Angelus Novus


Angelus Novus is a 1920 monoprint by the Swiss-German artist Paul Klee, using the oil transfer method he invented. It is now in the collection of the Israel Museum in Jerusalem.
In the ninth thesis of his 1940 essay “Theses on the Philosophy of History”, the German critic and philosopher Walter Benjamin, who purchased the print in 1921, interprets it this way:
A Klee painting named Angelus Novus shows an angel looking as though he is about to move away from something he is fixedly contemplating. His eyes are staring, his mouth is open, his wings are spread. This is how one pictures the angel of history. His face is turned toward the past. Where we perceive a chain of events, he sees one single catastrophe which keeps piling wreckage upon wreckage and hurls it in front of his feet. The angel would like to stay, awaken the dead, and make whole what has been smashed. But a storm is blowing from Paradise; it has got caught in his wings with such violence that the angel can no longer close them. The storm irresistibly propels him into the future to which his back is turned, while the pile of debris before him grows skyward. This storm is what we call progress.

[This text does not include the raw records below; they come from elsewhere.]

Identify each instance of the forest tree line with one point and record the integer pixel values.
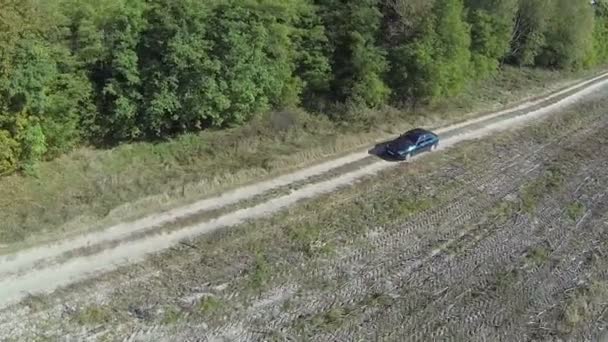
(100, 72)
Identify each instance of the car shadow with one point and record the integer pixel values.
(379, 151)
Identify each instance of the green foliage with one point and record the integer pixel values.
(358, 63)
(492, 23)
(436, 62)
(109, 71)
(569, 37)
(530, 27)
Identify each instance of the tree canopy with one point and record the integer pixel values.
(103, 72)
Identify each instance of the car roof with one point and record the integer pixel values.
(416, 132)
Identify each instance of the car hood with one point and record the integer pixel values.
(400, 145)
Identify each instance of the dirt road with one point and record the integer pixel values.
(497, 240)
(46, 268)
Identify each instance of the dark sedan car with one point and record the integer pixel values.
(411, 143)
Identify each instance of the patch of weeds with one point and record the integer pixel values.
(307, 239)
(36, 303)
(575, 210)
(171, 316)
(538, 255)
(504, 212)
(325, 321)
(209, 305)
(261, 273)
(93, 315)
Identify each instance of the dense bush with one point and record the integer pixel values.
(108, 71)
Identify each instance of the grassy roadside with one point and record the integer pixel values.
(90, 188)
(254, 258)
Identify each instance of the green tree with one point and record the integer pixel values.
(434, 61)
(531, 24)
(569, 36)
(492, 23)
(358, 62)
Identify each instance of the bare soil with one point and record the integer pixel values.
(498, 239)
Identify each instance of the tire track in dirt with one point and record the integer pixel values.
(80, 268)
(232, 327)
(474, 314)
(378, 271)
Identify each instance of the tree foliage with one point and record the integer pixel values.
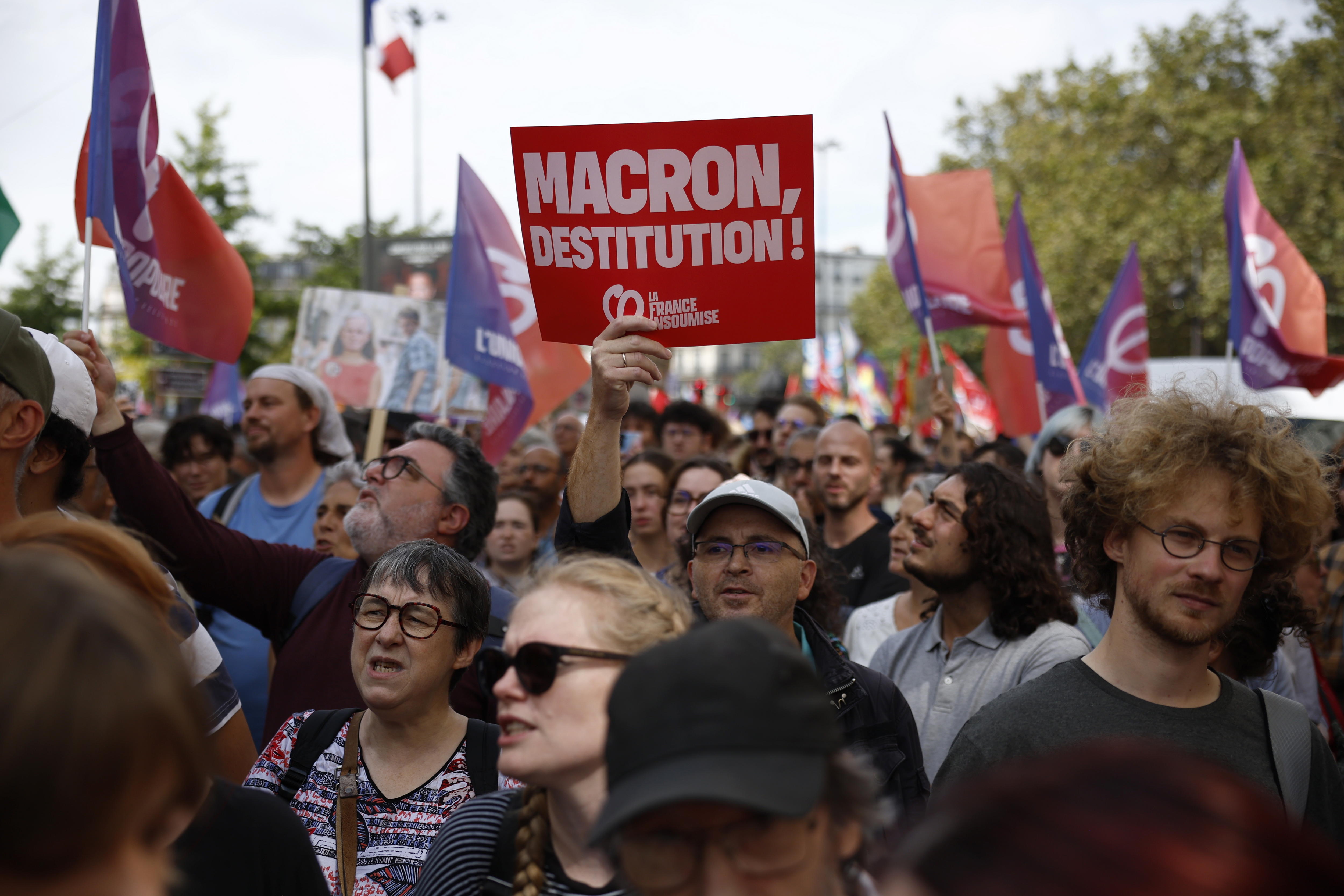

Otto Karl Werckmeister notes that Benjamin's reading of Klee's New Angel image has led to it becoming "an icon of the left."
The name and concept of the angel has inspired works by other artists, filmmakers, writers and musicians, including John Akomfrah, Ariella Azoulay, Carolyn Forché, and Rabih Alameddine.
In September 1940 Walter Benjamin committed suicide during an attempt to flee the Nazi regime. After World War II Walter Benjamin’s lifelong friend, Gershom Scholem, the distinguished scholar of Jewish mysticism, inherited the drawing. According to Scholem, Benjamin felt a mystical identification with the Angelus Novus and incorporated it in his theory of the “angel of history,” a melancholy view of historical process as an unceasing cycle of despair.
In 2015, in conjunction with her solo exhibition at the Tel Aviv Museum of Art, American artist R. H. Quaytman discovered that the monoprint had been adhered to an 1838 copper-plate engraving by Friedrich Muller after a Lucas Cranach portrait of Martin Luther.